In this novel, we meet Rudy Bailey (a pun?) in his last months of law school. He’s got a job lined up with a respectable firm, he’s in his last classes, none of which are very taxing, and he’s currently at a free legal clinic working hours for his class on law impacting older people. He’s got two clients in this opening scene. One is an older woman who wants to change her will to move her supposed millions away from her children who don’t call her to an evangelical minister who does. Second, he meets an older couple whose son is dying from leukemia after their sketchy insurance has refused to pay for a bone marrow transplant. He thinks both cases are too complex for legal aid and his plan is to recommend they both seek further council from a more experienced lawyer in that field.

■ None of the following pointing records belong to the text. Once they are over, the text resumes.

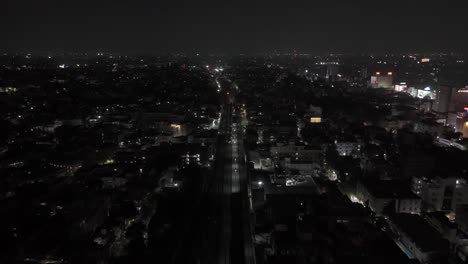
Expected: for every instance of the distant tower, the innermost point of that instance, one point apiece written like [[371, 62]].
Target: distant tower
[[332, 71]]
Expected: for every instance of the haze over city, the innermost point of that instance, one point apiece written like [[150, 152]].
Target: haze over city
[[234, 132]]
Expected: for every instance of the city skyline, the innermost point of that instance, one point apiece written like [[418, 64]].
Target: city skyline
[[234, 26]]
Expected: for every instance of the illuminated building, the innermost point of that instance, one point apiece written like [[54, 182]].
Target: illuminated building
[[315, 119], [381, 80], [441, 194]]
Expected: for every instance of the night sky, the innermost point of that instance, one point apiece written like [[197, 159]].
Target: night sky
[[143, 26]]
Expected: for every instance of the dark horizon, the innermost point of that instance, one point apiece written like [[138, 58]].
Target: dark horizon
[[234, 27]]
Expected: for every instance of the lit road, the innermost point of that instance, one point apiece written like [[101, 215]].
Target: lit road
[[223, 234], [234, 241]]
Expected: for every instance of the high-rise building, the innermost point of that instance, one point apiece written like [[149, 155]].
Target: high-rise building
[[381, 80]]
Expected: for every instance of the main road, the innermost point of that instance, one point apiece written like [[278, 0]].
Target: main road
[[222, 232], [234, 242]]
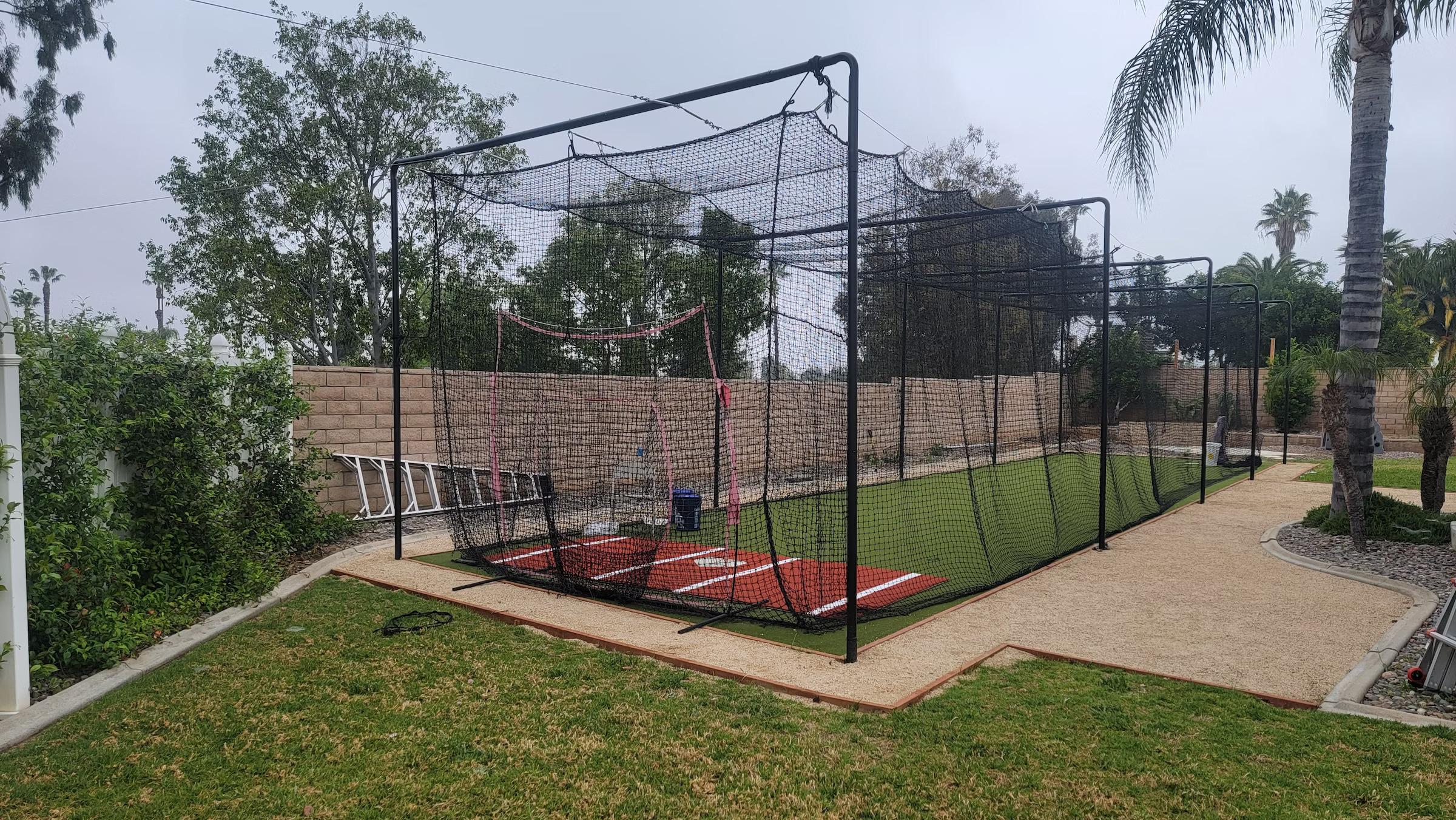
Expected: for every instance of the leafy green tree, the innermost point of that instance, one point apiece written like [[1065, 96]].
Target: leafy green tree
[[598, 274], [1198, 42], [296, 251], [1403, 340], [1132, 362], [1286, 219], [27, 302], [30, 134], [46, 276], [1301, 387]]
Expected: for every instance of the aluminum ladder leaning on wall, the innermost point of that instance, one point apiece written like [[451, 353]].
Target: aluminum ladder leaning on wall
[[445, 487]]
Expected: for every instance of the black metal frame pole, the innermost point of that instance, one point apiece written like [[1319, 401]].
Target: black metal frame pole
[[1254, 387], [395, 379], [996, 389], [1289, 341], [812, 64], [718, 367], [1107, 365], [905, 353], [852, 394], [1063, 388]]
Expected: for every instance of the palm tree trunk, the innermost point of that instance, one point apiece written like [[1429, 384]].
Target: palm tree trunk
[[1360, 303], [1334, 413], [1436, 442]]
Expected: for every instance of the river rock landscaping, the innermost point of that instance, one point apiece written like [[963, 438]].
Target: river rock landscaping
[[1424, 566]]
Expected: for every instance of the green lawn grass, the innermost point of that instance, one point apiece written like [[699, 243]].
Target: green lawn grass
[[308, 711], [925, 525], [1398, 474]]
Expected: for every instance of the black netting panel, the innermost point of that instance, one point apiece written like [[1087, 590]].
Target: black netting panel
[[639, 379]]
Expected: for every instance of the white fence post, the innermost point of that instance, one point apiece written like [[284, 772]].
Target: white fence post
[[15, 668]]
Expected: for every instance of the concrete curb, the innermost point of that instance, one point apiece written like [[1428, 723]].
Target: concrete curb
[[1347, 695], [28, 722]]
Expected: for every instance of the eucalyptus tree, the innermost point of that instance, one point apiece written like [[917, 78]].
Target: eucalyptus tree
[[30, 133], [283, 225], [1198, 42]]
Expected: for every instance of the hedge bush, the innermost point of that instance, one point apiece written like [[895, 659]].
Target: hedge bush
[[1388, 519], [206, 506]]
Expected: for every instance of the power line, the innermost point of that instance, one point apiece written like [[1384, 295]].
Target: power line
[[117, 205]]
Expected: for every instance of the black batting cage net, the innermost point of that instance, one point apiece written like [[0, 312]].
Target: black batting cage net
[[641, 379]]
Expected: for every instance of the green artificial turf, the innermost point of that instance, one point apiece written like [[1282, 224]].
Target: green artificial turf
[[308, 711], [923, 525], [1397, 474]]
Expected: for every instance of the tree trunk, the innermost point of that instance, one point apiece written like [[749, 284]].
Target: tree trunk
[[1436, 440], [1372, 37], [1334, 413]]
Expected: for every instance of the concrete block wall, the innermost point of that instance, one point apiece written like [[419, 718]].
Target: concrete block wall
[[351, 413]]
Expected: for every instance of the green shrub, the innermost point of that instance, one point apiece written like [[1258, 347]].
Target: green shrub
[[1388, 519], [207, 506], [1301, 396]]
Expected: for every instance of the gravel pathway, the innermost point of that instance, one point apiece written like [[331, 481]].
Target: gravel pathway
[[1424, 566]]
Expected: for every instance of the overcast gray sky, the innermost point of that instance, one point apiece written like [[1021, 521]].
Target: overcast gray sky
[[1036, 76]]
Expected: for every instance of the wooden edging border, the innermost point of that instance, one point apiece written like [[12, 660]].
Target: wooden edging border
[[788, 688], [669, 618]]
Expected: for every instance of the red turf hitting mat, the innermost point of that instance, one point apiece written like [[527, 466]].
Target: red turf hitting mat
[[812, 588]]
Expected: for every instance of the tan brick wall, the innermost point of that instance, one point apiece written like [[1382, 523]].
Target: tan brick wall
[[351, 413]]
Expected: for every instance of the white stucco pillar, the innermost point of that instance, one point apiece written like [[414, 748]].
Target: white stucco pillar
[[15, 668]]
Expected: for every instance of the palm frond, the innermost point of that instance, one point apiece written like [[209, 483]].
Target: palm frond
[[1429, 16], [1334, 31], [1196, 44]]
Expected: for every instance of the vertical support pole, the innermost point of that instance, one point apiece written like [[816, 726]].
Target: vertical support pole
[[1254, 389], [852, 389], [996, 389], [905, 356], [718, 365], [1289, 338], [398, 338], [1207, 360], [15, 669], [1107, 363]]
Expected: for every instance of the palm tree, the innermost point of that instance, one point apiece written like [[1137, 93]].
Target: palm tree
[[1286, 219], [1432, 404], [1341, 367], [27, 302], [46, 276], [1424, 280], [161, 279], [1269, 271], [1198, 42], [1394, 246]]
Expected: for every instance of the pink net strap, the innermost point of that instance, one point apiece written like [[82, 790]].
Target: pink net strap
[[733, 453]]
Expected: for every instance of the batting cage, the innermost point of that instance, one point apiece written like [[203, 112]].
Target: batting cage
[[768, 374]]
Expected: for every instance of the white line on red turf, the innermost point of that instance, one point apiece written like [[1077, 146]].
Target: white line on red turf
[[656, 563], [711, 581], [568, 547], [864, 593]]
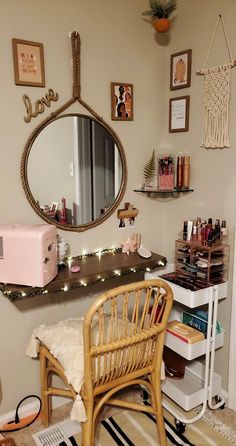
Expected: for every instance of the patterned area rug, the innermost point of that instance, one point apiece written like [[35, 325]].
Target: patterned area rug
[[129, 428], [216, 428]]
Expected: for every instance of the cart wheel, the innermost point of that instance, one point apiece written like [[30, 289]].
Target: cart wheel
[[180, 427], [218, 399]]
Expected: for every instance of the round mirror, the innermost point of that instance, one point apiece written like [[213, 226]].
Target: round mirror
[[74, 171]]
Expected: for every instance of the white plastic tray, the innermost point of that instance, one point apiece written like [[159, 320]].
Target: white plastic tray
[[189, 391], [191, 351], [189, 298]]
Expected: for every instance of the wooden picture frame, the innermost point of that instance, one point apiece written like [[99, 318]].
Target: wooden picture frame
[[179, 114], [28, 58], [180, 69], [121, 101]]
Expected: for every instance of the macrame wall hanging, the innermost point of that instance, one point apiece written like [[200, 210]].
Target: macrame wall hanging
[[216, 98]]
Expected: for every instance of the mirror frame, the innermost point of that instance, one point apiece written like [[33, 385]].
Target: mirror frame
[[25, 182]]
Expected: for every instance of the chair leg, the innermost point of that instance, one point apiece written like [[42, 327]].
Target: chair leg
[[88, 427], [46, 403], [157, 403]]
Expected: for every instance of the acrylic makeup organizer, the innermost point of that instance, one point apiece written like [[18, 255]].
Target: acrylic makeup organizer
[[200, 385]]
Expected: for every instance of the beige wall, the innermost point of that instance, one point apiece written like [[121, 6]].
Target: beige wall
[[117, 45]]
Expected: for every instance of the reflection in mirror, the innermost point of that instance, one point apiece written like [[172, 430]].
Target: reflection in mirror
[[75, 170]]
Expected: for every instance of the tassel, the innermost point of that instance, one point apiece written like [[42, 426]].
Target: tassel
[[33, 347], [78, 410]]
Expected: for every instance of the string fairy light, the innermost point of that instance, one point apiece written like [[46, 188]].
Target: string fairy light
[[15, 295]]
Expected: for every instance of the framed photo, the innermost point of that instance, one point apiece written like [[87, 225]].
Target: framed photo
[[28, 60], [179, 114], [121, 101], [180, 70]]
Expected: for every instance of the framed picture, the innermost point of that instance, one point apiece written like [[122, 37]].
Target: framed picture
[[28, 60], [179, 114], [180, 70], [121, 101]]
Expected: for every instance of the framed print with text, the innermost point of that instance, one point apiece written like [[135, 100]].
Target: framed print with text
[[180, 69], [179, 114], [121, 101], [28, 60]]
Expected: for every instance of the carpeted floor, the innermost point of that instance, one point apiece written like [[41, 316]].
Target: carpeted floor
[[216, 428]]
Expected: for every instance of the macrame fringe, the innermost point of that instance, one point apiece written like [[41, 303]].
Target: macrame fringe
[[215, 130]]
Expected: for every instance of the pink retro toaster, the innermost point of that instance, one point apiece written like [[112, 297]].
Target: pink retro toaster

He takes both cases to law professors he’s worked with and it seems like the insurance case could be a legitimate big case. About this same time, his job dries up because of a merger, and he has to scramble for a new job late in the game. He begins to tinker with taking on the big insurance case, but there’s a lot to do in the meantime to prepare.
Like I said, this is more of a character study, so there’s a lot of plot that happens to get us to the trial, but the trial itself is fast-paced.
The book is not great or anything and there’s some very very very left-field moments that happen late in the game.